Menikah atau selibat
Dalam hal ini, ada dua bentuk pilihan yang dapat dipilih yakni: perkawinan dengan membina keluarga atau menjalani hidup selibat untuk secara intensif menjalin relasi dengan Allah.
Perkawinan diungkapkan dalam relasi pria dan wanita.
Maka kedua hal ini benar karena memiliki tujuan yang sama hanya kepada Allah. Tentu dapat dibenarkan juga bahwa hidup selibat memiliki perbedaan dengan kehidupan berkeluarga.
Orang yang memilih untuk hidup selibat selalu memusatkan diri pada relasinya dengan Allah. Memusatkan dirinya lewat berbagai tindakan kasih dengan sesamanya lewat hidup doa, askese, dan mengembangkan hidup spiritualnya dengan melayani orang miskin, papa, dan terlantarkan.
Hal ini merupakan sebuah tindakan yang benar-benar mencerminkan seorang berjubah, ketika berelasi dengan Allah.
Melalui hidup doa dan askeses, kaum berjubah akan memiliki hidup yang lepas bebas terhadap ciptaan lainnya.
Para kaum selibat tidak memandang seksualitas sebagai suatu tindakan buruk tetapi sebagai suatu relasi cinta kasih kepada yang lain yaitu dengan menjadikan semua orang sebagi saudara.
Maka hidup selibat itu sebagai sebuah pemberian secara total dan utuh kepada Allah melalui Gereja dan komunitas religius.
Karena melalui kedua ini, seseorang dipanggil untuk melayani, sebagai suatu tindakan kerasulan bagi sesamanya.
Menaati Kaul-kaul religius
Hidup sebagai kaum religius berati menaati dan meniru teladan dari Yesus Kristus yang hidup dalam ketaatan, kemiskinan, dan kemurnian.
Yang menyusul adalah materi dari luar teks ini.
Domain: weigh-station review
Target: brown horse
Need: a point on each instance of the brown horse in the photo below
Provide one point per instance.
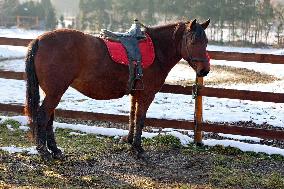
(63, 58)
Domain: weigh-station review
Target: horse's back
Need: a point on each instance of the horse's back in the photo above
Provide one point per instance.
(70, 57)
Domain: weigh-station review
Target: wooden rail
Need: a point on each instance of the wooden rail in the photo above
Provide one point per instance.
(176, 89)
(163, 123)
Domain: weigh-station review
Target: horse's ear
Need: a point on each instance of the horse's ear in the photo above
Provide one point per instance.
(192, 24)
(205, 24)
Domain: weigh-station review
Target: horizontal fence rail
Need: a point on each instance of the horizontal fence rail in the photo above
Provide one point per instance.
(176, 89)
(163, 123)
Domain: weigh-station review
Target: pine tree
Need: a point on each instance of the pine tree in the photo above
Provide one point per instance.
(50, 16)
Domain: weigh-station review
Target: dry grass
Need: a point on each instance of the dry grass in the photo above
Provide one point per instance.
(231, 75)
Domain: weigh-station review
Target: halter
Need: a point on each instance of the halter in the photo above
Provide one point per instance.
(203, 60)
(192, 59)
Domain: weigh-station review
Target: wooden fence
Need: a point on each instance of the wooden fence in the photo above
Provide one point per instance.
(197, 125)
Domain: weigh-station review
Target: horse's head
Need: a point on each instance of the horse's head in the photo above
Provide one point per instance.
(193, 49)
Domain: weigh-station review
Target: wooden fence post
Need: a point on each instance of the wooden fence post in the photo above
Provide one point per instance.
(198, 112)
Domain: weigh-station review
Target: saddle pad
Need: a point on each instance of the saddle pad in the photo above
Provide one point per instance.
(119, 55)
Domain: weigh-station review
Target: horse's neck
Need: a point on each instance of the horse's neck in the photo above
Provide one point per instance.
(167, 45)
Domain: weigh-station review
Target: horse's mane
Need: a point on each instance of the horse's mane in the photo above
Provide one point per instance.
(162, 27)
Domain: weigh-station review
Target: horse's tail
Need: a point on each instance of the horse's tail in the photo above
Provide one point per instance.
(32, 88)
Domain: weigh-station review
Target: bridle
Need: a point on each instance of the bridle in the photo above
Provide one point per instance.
(190, 58)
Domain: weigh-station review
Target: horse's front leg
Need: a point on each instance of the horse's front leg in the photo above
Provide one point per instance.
(41, 134)
(129, 137)
(141, 110)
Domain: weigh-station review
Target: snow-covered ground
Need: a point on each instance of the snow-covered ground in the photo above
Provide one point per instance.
(169, 106)
(184, 139)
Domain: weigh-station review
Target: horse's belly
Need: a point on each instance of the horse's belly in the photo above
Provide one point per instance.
(100, 90)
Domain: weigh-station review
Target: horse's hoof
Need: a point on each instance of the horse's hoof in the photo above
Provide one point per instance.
(59, 155)
(137, 151)
(46, 156)
(126, 139)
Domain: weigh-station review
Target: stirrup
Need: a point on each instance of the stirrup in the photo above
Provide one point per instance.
(134, 86)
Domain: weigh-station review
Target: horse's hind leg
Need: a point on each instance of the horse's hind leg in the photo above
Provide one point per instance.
(44, 116)
(51, 142)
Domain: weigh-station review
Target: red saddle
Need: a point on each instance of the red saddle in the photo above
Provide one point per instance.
(119, 55)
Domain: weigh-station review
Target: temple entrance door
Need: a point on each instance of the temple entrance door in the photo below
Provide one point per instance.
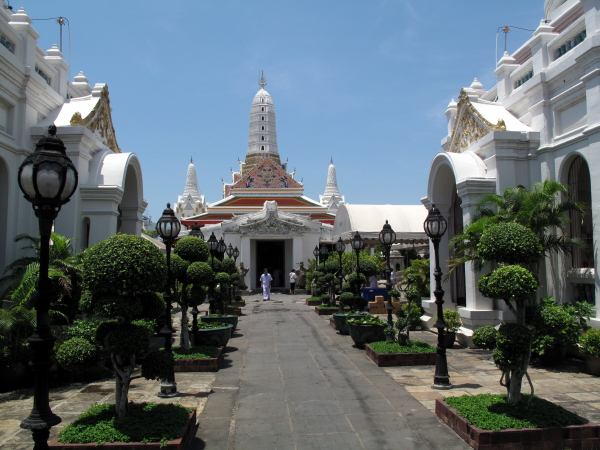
(271, 254)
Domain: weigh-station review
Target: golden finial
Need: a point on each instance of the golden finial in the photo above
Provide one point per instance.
(262, 82)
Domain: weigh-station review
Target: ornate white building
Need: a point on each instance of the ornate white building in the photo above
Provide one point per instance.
(35, 93)
(540, 121)
(331, 197)
(191, 203)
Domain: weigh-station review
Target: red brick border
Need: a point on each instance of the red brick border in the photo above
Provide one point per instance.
(185, 436)
(399, 359)
(325, 312)
(200, 365)
(574, 437)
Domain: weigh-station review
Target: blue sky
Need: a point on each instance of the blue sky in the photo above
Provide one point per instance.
(364, 82)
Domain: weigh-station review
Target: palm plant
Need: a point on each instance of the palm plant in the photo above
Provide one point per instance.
(544, 209)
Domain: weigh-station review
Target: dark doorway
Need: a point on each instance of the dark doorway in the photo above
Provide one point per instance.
(271, 255)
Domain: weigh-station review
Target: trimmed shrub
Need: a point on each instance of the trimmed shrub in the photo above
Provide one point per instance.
(509, 243)
(192, 249)
(77, 354)
(199, 273)
(485, 337)
(124, 264)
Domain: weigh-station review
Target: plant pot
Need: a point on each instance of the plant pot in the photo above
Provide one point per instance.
(365, 334)
(217, 337)
(593, 364)
(449, 338)
(554, 356)
(230, 319)
(340, 321)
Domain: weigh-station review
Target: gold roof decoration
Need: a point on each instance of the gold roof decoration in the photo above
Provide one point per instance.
(470, 125)
(99, 121)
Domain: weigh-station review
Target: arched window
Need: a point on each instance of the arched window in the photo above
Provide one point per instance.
(581, 227)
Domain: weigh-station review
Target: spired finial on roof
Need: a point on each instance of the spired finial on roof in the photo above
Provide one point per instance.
(262, 82)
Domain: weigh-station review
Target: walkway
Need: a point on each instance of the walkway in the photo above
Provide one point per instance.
(293, 383)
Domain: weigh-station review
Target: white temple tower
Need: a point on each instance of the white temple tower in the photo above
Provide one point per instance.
(191, 203)
(331, 198)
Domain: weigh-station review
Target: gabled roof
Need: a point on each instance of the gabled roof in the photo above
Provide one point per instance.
(267, 174)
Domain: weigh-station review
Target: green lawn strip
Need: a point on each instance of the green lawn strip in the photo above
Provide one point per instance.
(394, 347)
(198, 352)
(491, 412)
(145, 422)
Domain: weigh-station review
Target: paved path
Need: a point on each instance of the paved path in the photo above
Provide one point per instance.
(292, 382)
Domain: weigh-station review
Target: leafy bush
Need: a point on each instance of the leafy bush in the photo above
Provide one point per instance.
(192, 249)
(452, 319)
(485, 337)
(493, 412)
(509, 283)
(77, 354)
(146, 422)
(124, 263)
(590, 343)
(157, 365)
(394, 347)
(510, 243)
(199, 272)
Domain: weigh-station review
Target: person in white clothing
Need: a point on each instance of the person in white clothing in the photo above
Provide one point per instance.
(265, 281)
(293, 277)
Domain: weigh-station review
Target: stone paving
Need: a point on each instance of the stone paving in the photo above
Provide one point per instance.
(290, 381)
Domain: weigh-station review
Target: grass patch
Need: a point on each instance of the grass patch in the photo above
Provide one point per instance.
(491, 412)
(394, 347)
(198, 352)
(145, 422)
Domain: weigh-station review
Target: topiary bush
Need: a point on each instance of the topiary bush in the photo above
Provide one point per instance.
(192, 249)
(510, 243)
(485, 337)
(77, 354)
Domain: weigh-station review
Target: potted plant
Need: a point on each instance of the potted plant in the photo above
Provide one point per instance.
(589, 344)
(366, 329)
(453, 324)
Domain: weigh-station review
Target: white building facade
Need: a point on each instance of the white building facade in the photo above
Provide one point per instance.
(541, 121)
(35, 92)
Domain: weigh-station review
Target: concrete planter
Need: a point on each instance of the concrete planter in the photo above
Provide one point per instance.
(217, 337)
(229, 319)
(400, 359)
(181, 443)
(200, 365)
(576, 436)
(365, 334)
Dipanggil untuk ikut ambil bagian dalam karya pewartaan kerajaan Allah.
Ketaatan merupakan hal yang pertama dan utama dalam kehidupan membiara. Sikap ketaatan itu juga sebagai salah satu ungkapan yang menandakan suatu perjanjian atau ikatan antara Allah dan para calon religius.
Paus Fransiskus dalam suratnya pada Tahun Hidup Bakti 2014-2016 dengan sangat jelas mengajak kita semua kaum hidup bakti untuk menghayati hidup membiara dengan gembira.
Perjanjian ini diungkapkan ketika seorang calon biarawan memberi dirinya secara utuh lewat sebuah ritus yang namanya kaul-kaul kebiaraan.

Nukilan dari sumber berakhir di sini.